The dead man is Rick Kelsall, celebrity TV journalist, recently fired for suspected sexual abuse. Apparently unbothered by the charges, his ex-wife, still close to the victim, explains away the allegations, saying he should have stayed with her because she understood him. His lifelong friends tell Vera that Rick was obsessed with death and terrified of dying. As Vera and her team dive deep into the case, the investigation unearths secret connections. Is this homicide—and the one that follows—rooted in the past or did the ever-changing relationships among the friends lead to murder?

What Tina Thought

I love how Ann Cleeves handles the evolution of relationships in The Rising Tide. This is an emotionally complex tale with interesting, flawed characters.  

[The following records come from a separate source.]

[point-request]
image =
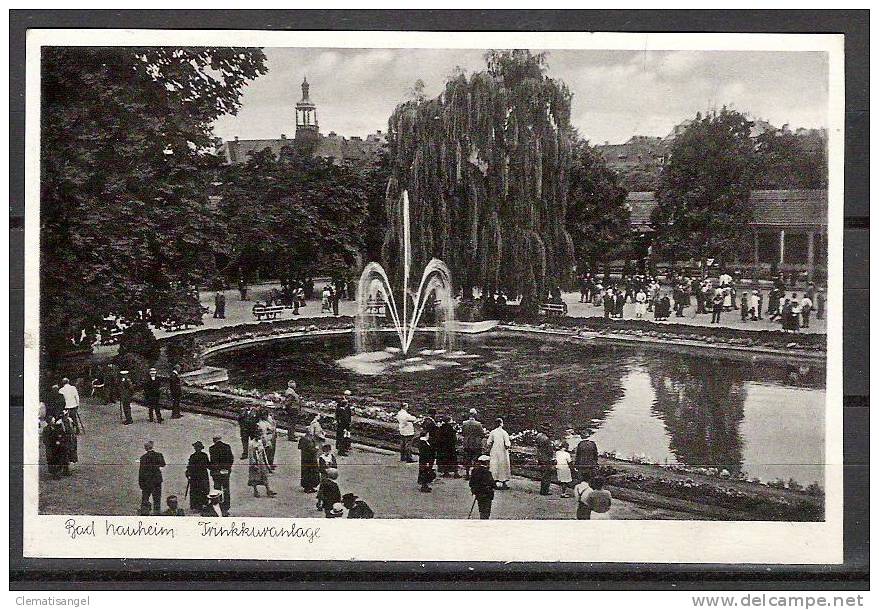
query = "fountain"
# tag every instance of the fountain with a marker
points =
(376, 301)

I most enjoyed how this book focuses on an older group of friends, not the usual 30-somethings. Cleeves has already won me over with Vera Stanhope – a woman of a certain age who doesn’t care how she looks and relies on her wits. Vera feels real in a way that most protagonists in modern books, TV and film are not.

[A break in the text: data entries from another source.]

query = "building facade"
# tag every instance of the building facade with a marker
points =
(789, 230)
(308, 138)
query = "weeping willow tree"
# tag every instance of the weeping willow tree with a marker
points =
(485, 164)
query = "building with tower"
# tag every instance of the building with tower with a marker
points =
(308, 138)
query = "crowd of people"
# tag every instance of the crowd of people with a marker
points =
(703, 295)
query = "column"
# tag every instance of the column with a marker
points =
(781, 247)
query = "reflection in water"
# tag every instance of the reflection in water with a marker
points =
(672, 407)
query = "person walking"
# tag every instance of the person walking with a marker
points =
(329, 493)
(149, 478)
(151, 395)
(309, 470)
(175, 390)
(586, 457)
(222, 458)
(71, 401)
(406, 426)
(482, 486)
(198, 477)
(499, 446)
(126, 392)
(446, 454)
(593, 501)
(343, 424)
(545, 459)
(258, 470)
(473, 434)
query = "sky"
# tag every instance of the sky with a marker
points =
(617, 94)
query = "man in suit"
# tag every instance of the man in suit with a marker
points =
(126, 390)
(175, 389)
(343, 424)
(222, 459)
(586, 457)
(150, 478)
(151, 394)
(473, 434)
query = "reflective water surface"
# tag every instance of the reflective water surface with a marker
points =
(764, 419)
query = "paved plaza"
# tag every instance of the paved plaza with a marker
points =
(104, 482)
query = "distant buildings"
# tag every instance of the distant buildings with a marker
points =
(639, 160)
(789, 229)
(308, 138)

It is not quite a locked room mystery, but in many ways, it has a similar feel – the claustrophobia of being in close quarters while wondering if the murderer is a close friend sitting next to you at dinner.

 I found the story had a pleasant pace that allowed me to indulge in getting to know the characters. Despite being the tenth book in the series, it works beautifully as a stand-alone. Ann Cleeves has another fan.

What Lida Thought

This was my first Vera book and I was astonished at how well developed the characters were, and how I fell right into the plot without having to read the other books in the series. Descriptions were deft and I so enjoyed the way Cleeves skillfully unfolded details about Vera’s personality through the eyes of the other characters. 

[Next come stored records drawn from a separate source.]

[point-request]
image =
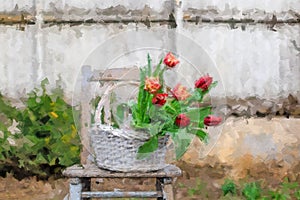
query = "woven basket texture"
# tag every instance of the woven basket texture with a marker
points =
(116, 150)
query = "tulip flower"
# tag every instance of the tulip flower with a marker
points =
(180, 92)
(152, 84)
(160, 99)
(182, 120)
(170, 60)
(212, 120)
(204, 82)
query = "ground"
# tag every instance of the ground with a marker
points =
(196, 183)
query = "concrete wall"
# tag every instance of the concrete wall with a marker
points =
(253, 48)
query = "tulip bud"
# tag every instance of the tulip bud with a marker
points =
(180, 92)
(159, 99)
(152, 84)
(212, 120)
(170, 60)
(182, 120)
(204, 82)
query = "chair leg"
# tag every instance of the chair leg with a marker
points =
(75, 189)
(166, 187)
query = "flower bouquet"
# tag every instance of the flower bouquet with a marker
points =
(160, 110)
(156, 114)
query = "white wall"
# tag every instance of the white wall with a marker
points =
(251, 59)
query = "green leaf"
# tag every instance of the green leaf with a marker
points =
(158, 69)
(202, 135)
(181, 140)
(149, 65)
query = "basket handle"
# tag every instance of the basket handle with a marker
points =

The mystery is complex and the pacing moves at just the right speed to keep the reader intrigued. Every part of the story seems real, but there’s a tone of sadness throughout that made me unsure about reading more books in this series, despite the skill and clever plotting by the author.

What Jen Thought

Vera is a new detective to me and it was refreshing to meet a hero who breaks the traditional detective mode. Every novelist says her books stand alone and that’s certainly true with Cleeves’ The Rising Tide. I could tell there was a lot more at play in the police dynamics that I would learn about if I read the earlier books. 

This case centers on the suspects’ lives fifty years ago, and I’m always struck when reading mysteries like this, where the past seems to be the key to the present, how well the characters can recall conversations and incidents from so long ago. Ask me about my friends in high school and my memory is vague at best. Is it that there was no tragedy to cement that time in my head, or is my memory for detail weak?